Secondo le informazioni raccolte da Human Rights Watch, inoltre, gruppi armati starebbero costringendo i profughi a lavorare per riparare veicoli militari e per trasportare o pulire le armi. Un migrante ha raccontato all'organizzazione non governativa che i miliziani hanno immagazzinato armi e munizioni in prossimità del centro di Tariq al Sikka dove si trovano detenuti i profughi. "Tutte le parti coinvolte nel conflitto libico devono proteggere i migranti e i rifugiati da ulteriori attacchi e assicurare che i feriti ricevano urgentemente cure mediche adeguate.
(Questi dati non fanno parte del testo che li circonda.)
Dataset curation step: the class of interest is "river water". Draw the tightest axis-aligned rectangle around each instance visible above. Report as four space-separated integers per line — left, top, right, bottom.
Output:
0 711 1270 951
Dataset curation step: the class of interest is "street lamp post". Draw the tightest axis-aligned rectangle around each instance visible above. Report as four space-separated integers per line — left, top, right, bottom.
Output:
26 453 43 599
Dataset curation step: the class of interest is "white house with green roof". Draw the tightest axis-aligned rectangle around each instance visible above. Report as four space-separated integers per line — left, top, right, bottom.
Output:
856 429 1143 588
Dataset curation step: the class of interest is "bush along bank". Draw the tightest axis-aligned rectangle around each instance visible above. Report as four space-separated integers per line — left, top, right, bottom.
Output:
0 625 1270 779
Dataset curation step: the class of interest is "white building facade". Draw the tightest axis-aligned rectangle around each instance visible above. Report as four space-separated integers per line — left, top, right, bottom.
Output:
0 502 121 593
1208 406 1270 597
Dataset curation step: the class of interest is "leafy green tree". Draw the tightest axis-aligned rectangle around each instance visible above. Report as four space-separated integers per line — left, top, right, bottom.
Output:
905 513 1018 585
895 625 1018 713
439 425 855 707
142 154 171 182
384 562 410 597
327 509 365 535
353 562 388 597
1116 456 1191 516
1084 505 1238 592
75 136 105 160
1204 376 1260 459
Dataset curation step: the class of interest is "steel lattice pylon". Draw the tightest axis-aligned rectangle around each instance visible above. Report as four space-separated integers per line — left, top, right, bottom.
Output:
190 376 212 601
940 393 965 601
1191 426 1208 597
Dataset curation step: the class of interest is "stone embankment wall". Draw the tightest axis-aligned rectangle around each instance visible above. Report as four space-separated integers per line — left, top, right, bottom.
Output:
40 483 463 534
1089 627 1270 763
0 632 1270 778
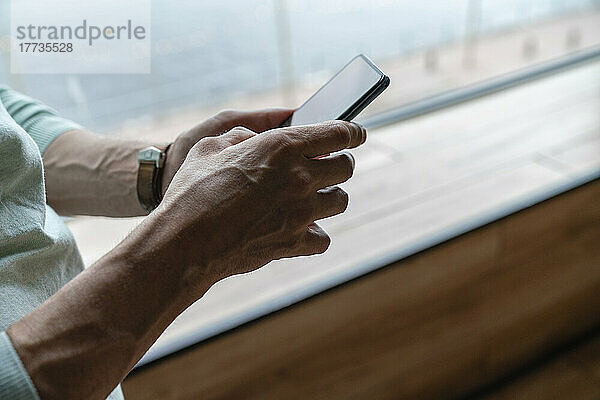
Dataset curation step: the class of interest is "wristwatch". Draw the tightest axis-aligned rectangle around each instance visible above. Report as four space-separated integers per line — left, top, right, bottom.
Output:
137 145 171 214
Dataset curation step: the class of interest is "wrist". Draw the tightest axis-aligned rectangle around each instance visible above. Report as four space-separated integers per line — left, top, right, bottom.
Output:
116 204 218 313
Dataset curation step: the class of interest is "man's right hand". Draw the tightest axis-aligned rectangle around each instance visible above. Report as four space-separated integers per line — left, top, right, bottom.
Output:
136 121 366 301
6 115 366 399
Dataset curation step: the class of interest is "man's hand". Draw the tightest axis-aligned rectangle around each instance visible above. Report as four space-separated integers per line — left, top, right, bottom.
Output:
161 108 294 194
148 119 366 300
7 113 366 399
43 109 292 217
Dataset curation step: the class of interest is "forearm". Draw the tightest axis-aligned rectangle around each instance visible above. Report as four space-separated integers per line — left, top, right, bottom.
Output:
43 131 165 217
7 209 213 399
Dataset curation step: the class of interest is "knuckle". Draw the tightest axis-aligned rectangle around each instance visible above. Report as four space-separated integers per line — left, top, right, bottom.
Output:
288 206 312 231
315 233 331 254
216 109 239 121
263 131 295 156
290 168 313 193
331 121 351 145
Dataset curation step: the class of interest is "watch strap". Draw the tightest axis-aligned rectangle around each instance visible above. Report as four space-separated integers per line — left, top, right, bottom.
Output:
137 145 170 213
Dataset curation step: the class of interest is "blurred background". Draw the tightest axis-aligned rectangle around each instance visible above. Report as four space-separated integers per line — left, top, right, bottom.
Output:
0 0 600 135
0 0 600 376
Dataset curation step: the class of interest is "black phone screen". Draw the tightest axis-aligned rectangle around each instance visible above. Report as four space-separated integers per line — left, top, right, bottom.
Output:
289 54 389 125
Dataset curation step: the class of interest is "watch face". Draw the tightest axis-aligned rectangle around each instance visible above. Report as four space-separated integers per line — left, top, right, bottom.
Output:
138 146 163 164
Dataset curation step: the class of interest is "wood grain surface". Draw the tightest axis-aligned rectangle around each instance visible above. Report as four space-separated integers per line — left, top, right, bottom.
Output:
123 176 600 399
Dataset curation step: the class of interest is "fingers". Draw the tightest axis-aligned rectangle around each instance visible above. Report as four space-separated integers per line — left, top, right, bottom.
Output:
286 222 331 257
283 121 367 158
308 152 355 189
314 186 348 221
219 126 256 147
213 108 294 133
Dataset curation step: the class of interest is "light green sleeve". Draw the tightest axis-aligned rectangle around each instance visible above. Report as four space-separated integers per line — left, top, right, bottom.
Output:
0 332 39 400
0 85 83 154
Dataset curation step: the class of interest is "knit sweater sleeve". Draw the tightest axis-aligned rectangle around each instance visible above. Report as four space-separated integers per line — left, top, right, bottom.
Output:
0 332 39 400
0 85 82 154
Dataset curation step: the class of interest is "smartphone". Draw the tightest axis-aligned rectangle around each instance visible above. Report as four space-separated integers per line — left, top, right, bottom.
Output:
281 54 390 126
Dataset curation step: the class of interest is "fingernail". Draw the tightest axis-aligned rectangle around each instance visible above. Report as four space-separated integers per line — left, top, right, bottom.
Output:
351 121 365 131
342 151 356 169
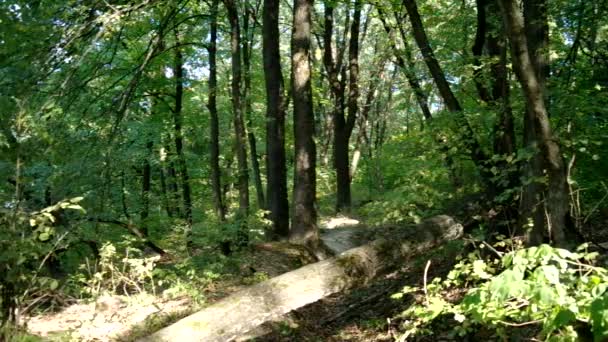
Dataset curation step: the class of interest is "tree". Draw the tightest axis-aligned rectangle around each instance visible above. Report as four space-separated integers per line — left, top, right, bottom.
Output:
242 2 266 209
323 1 361 212
207 0 226 221
262 0 289 237
403 0 489 170
223 0 249 217
289 0 319 251
499 0 569 245
172 29 192 226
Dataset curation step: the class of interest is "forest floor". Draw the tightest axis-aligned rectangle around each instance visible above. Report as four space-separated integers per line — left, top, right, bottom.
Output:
22 217 457 341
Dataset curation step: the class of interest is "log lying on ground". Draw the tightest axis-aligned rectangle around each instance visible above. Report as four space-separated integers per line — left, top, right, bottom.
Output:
140 215 462 342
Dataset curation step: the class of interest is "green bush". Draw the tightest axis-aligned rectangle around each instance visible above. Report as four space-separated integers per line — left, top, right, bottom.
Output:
394 240 608 341
0 197 83 323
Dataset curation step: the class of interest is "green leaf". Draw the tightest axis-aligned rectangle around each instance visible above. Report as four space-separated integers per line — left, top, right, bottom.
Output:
473 260 492 279
590 295 608 341
38 232 51 241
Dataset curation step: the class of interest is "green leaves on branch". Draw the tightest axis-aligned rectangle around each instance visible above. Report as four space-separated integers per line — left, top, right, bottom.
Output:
396 240 608 341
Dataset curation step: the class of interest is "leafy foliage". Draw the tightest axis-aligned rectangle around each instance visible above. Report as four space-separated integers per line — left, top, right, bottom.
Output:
394 240 608 341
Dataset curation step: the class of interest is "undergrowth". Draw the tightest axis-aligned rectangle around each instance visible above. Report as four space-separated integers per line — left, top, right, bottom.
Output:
393 238 608 341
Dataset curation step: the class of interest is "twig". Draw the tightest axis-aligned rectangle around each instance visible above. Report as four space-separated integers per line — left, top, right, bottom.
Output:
423 260 431 305
498 319 543 327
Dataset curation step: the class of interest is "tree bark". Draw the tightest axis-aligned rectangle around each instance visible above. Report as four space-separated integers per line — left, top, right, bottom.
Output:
140 215 462 342
262 0 289 237
173 30 192 226
471 0 516 198
207 0 226 221
139 141 154 236
499 0 569 245
377 7 433 120
519 0 549 245
223 0 249 217
243 3 266 210
323 1 354 212
289 0 320 254
403 0 489 168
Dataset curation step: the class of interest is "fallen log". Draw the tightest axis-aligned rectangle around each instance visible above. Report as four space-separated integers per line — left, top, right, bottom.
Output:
140 215 462 342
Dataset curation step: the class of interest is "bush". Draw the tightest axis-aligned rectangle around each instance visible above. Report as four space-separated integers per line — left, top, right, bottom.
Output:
395 240 608 341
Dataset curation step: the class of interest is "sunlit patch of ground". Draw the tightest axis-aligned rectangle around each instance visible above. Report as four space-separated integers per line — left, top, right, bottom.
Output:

Le autorità responsabili della loro detenzione devono consentire alle organizzazioni umanitarie l'accesso a questi centri, rilasciare i detenuti e trasferirli in luoghi sicuri", ribadisce Amnesty International. Dello stesso avviso anche Medici senza Frontiere che è tornata a chiedere l'immediata evacuazione dalla Libia dei profughi. "La comunità internazionale non può che essere incolpata per la sua totale inazione verso le persone bloccate nei centri. Oggi Msf sta di nuovo implorando che queste persone vengano immediatamente evacuate dal Paese. Fino a quel momento – avverte Karline Kleijer, responsabile di Msf per le emergenze – saranno in serio pericolo di subire un altro attacco o di finire nel fuoco incrociato".